Molecular Indicators of Surface and Bulk Instability of Hot Melt Extruded Amorphous Solid Dispersions

• Published in: Pharmaceutical research Vol. 32; no. 4; pp. 1210 - 1228
• Main Authors: Yang, Ziyi, Nollenberger, Kathrin, Albers, Jessica, Craig, Duncan, Qi, Sheng
• Format: Journal Article
• Language: English
• Published: Boston Springer US 01.04.2015; Springer Nature B.V
• Subjects: Biochemistry; Biomedical and Life Sciences; Biomedical Engineering and Bioengineering; Biomedicine; Calorimetry, Differential Scanning; Chemical Phenomena; Chemistry, Pharmaceutical - methods; Crystallization; Dispersion; Dissolution; Drug Stability; Hot Temperature; Medical Law; Microscopy, Electron, Scanning; Microscopy, Polarization; Pharmaceutical Preparations - chemistry; Pharmacology; Pharmacology/Toxicology; Pharmacy; Polymer solubility; Research Paper; Solubility; Spectroscopy, Fourier Transform Infrared; Surface Properties; Transition Temperature; X-Ray Diffraction; molecular mobility; surface crystallization; physical stability; hot melt extrusion; amorphous molecular dispersions
• ISSN: 0724-8741; 1573-904X
• DOI: 10.1007/s11095-014-1527-8

ABSTRACT Purpose To identify molecular indicators of bulk and surface instabilities of amorphous dispersions prepared by hot melt extrusion.

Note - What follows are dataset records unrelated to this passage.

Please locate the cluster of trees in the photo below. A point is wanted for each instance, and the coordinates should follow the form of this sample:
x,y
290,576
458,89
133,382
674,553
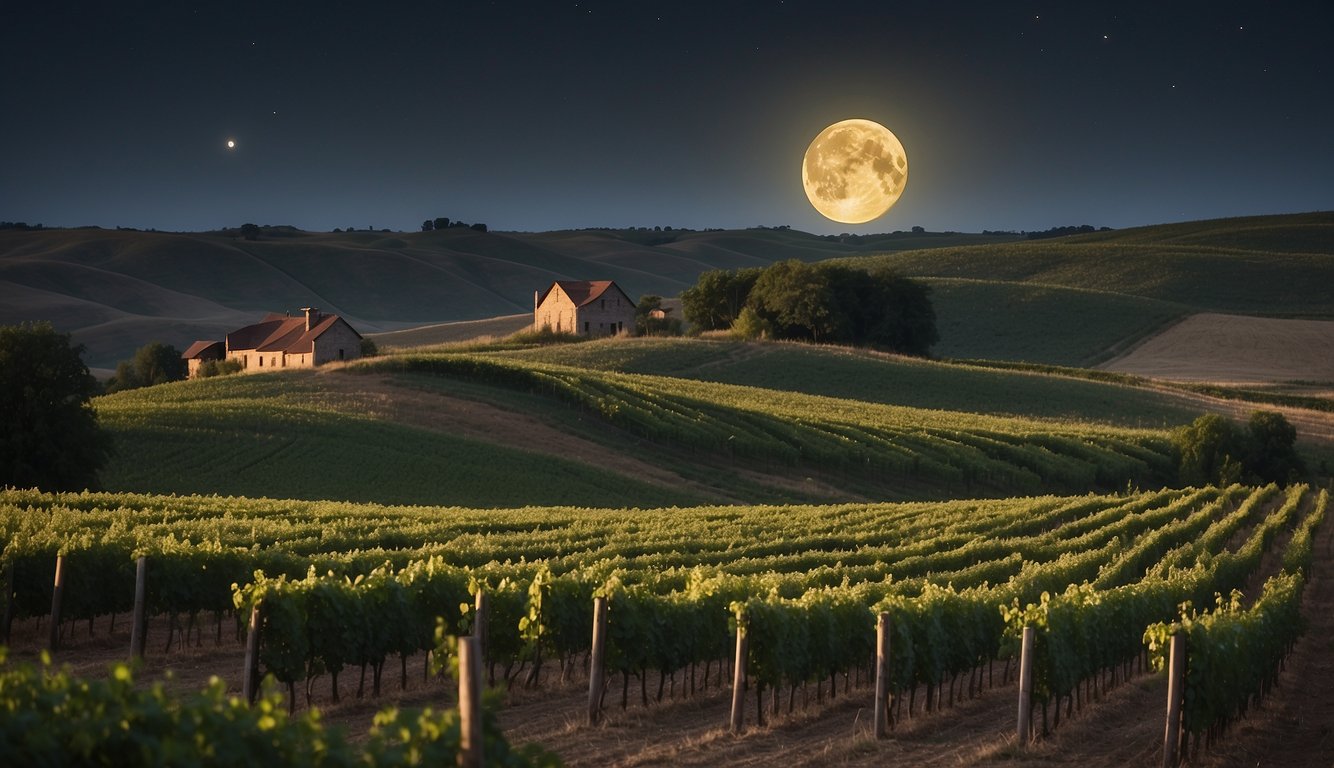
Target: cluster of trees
x,y
50,438
154,363
1214,450
648,324
823,303
443,223
1063,231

Methods Four model drugs with different physicochemical properties were formulated with EUDRAGIT ® E PO using hot melt extrusion. Samples were aged under a range of conditions for up to 6 months and characterized using SEM, ATR-FTIR, PXRD and MTDSC. The effects of a range of thermodynamic, kinetic and molecular parameters, including glass transition temperature, molecular mobility, the crystallization tendency of the amorphous drug and drug-polymer miscibility, on the bulk and surface stabilities of the solid dispersions were evaluated. Results For all drug-containing systems, a higher degree of instability was observed at the surface of the material in comparison to the bulk. Stressed humidity showed a more profound effect on the dispersions in comparison to stress temperature, reducing both their surface and bulk stabilities. For supersaturated systems the order of the bulk and surface instabilities of the samples was found following the same order of the molecular mobilities of the amorphous model drugs. This was attributed to the presence of phase separation of amorphous drug-rich domains in the supersaturated extrudates. Conclusions The stability of the amorphous drug-rich domains appears to be governed by the physical stabilities of the amorphous drugs. The more commonly used indicators such as T g , fragility of the amorphous drug and the theoretically predicted drug-polymer solubility showed less influence on the bulk and surface stabilities of the extrudates in comparison to the molecular mobility of the amorphous drug.